The subsample parameter in XGBoost controls the fraction of observations used for each tree.

By adjusting subsample, you can influence the model’s performance and its ability to generalize.

from sklearn.datasets import make_classification
from sklearn.model_selection import train_test_split
from xgboost import XGBClassifier

# Generate synthetic data
X, y = make_classification(n_samples=1000, n_features=20, n_informative=2, n_redundant=10, random_state=42)

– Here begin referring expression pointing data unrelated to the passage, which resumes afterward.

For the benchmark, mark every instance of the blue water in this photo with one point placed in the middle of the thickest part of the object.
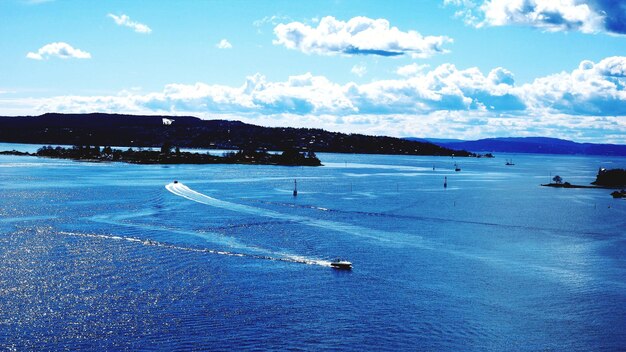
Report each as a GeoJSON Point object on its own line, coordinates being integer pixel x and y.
{"type": "Point", "coordinates": [115, 256]}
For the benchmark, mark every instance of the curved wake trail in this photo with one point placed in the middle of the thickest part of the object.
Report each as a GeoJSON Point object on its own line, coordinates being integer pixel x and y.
{"type": "Point", "coordinates": [181, 190]}
{"type": "Point", "coordinates": [288, 259]}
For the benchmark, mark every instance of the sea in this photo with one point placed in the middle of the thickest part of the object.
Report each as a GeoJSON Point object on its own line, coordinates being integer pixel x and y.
{"type": "Point", "coordinates": [115, 256]}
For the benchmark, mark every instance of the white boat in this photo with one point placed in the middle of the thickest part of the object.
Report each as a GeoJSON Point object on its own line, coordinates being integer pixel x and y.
{"type": "Point", "coordinates": [341, 264]}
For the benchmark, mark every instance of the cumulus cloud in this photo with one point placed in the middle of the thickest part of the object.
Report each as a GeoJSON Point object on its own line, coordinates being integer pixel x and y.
{"type": "Point", "coordinates": [411, 70]}
{"type": "Point", "coordinates": [587, 16]}
{"type": "Point", "coordinates": [359, 70]}
{"type": "Point", "coordinates": [587, 103]}
{"type": "Point", "coordinates": [58, 49]}
{"type": "Point", "coordinates": [125, 21]}
{"type": "Point", "coordinates": [357, 36]}
{"type": "Point", "coordinates": [224, 44]}
{"type": "Point", "coordinates": [591, 89]}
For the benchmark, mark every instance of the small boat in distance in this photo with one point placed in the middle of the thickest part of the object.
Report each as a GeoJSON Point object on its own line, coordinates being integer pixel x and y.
{"type": "Point", "coordinates": [341, 264]}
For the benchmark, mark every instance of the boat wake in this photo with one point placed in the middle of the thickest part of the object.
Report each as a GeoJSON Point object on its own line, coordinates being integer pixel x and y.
{"type": "Point", "coordinates": [287, 258]}
{"type": "Point", "coordinates": [181, 190]}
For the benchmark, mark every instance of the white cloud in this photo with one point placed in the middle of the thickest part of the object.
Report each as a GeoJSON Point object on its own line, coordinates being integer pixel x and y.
{"type": "Point", "coordinates": [359, 70]}
{"type": "Point", "coordinates": [586, 104]}
{"type": "Point", "coordinates": [273, 20]}
{"type": "Point", "coordinates": [411, 70]}
{"type": "Point", "coordinates": [58, 49]}
{"type": "Point", "coordinates": [125, 21]}
{"type": "Point", "coordinates": [357, 36]}
{"type": "Point", "coordinates": [224, 44]}
{"type": "Point", "coordinates": [587, 16]}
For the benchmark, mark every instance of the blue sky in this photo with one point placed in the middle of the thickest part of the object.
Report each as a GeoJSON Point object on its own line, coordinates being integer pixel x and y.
{"type": "Point", "coordinates": [448, 69]}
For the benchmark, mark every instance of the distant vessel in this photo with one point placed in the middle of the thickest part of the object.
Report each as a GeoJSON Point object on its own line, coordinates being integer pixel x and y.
{"type": "Point", "coordinates": [341, 264]}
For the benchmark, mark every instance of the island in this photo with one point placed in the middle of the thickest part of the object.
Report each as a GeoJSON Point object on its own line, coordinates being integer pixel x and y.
{"type": "Point", "coordinates": [605, 179]}
{"type": "Point", "coordinates": [173, 155]}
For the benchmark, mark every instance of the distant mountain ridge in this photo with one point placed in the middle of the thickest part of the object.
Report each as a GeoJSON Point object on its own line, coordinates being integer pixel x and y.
{"type": "Point", "coordinates": [99, 129]}
{"type": "Point", "coordinates": [537, 145]}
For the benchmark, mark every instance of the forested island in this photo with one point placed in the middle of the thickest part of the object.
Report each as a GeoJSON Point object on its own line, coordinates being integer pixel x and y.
{"type": "Point", "coordinates": [170, 155]}
{"type": "Point", "coordinates": [191, 132]}
{"type": "Point", "coordinates": [606, 178]}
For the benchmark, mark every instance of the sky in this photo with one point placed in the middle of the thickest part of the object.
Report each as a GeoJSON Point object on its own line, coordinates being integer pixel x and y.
{"type": "Point", "coordinates": [465, 69]}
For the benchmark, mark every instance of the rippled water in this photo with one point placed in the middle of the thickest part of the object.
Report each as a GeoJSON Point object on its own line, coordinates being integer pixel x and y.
{"type": "Point", "coordinates": [116, 256]}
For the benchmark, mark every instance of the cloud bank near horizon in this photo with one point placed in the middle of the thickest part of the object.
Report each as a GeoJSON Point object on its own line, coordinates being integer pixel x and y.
{"type": "Point", "coordinates": [587, 103]}
{"type": "Point", "coordinates": [586, 16]}
{"type": "Point", "coordinates": [58, 49]}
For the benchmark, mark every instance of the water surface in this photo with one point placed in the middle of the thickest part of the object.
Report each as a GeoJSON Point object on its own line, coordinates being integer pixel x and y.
{"type": "Point", "coordinates": [115, 256]}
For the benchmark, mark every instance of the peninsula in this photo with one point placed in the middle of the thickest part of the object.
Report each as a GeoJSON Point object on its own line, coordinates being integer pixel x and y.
{"type": "Point", "coordinates": [169, 155]}
{"type": "Point", "coordinates": [191, 132]}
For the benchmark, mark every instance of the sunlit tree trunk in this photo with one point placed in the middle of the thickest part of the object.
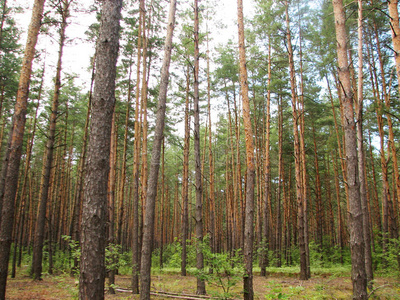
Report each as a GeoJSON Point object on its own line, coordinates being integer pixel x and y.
{"type": "Point", "coordinates": [136, 167]}
{"type": "Point", "coordinates": [111, 202]}
{"type": "Point", "coordinates": [148, 228]}
{"type": "Point", "coordinates": [93, 238]}
{"type": "Point", "coordinates": [297, 155]}
{"type": "Point", "coordinates": [249, 206]}
{"type": "Point", "coordinates": [185, 178]}
{"type": "Point", "coordinates": [267, 173]}
{"type": "Point", "coordinates": [357, 245]}
{"type": "Point", "coordinates": [201, 286]}
{"type": "Point", "coordinates": [361, 155]}
{"type": "Point", "coordinates": [47, 164]}
{"type": "Point", "coordinates": [15, 146]}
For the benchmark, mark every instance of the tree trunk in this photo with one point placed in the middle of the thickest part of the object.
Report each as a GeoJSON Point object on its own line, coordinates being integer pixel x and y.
{"type": "Point", "coordinates": [298, 158]}
{"type": "Point", "coordinates": [357, 245]}
{"type": "Point", "coordinates": [148, 228]}
{"type": "Point", "coordinates": [92, 269]}
{"type": "Point", "coordinates": [201, 286]}
{"type": "Point", "coordinates": [185, 178]}
{"type": "Point", "coordinates": [361, 155]}
{"type": "Point", "coordinates": [249, 207]}
{"type": "Point", "coordinates": [111, 204]}
{"type": "Point", "coordinates": [267, 174]}
{"type": "Point", "coordinates": [15, 145]}
{"type": "Point", "coordinates": [136, 168]}
{"type": "Point", "coordinates": [48, 159]}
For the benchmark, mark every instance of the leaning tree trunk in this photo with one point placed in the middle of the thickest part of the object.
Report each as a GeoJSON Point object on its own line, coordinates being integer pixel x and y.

# Split the dataset into training and test sets
X_train, X_test, y_train, y_test = train_test_split(X, y, test_size=0.2, random_state=42)

# Initialize the XGBoost classifier with a subsample value
model = XGBClassifier(subsample=0.8, eval_metric='logloss')

# Fit the model
model.fit(X_train, y_train)

# Make predictions
predictions = model.predict(X_test)

Understanding the “subsample” Parameter

The subsample parameter determines the fraction of observations to be randomly sampled for each tree during the model’s training process. It is a regularization technique that can help prevent overfitting by introducing randomness into the training data. subsample accepts values between 0 and 1, with 1 meaning that all observations are used for each tree. The default value of subsample in XGBoost is 1.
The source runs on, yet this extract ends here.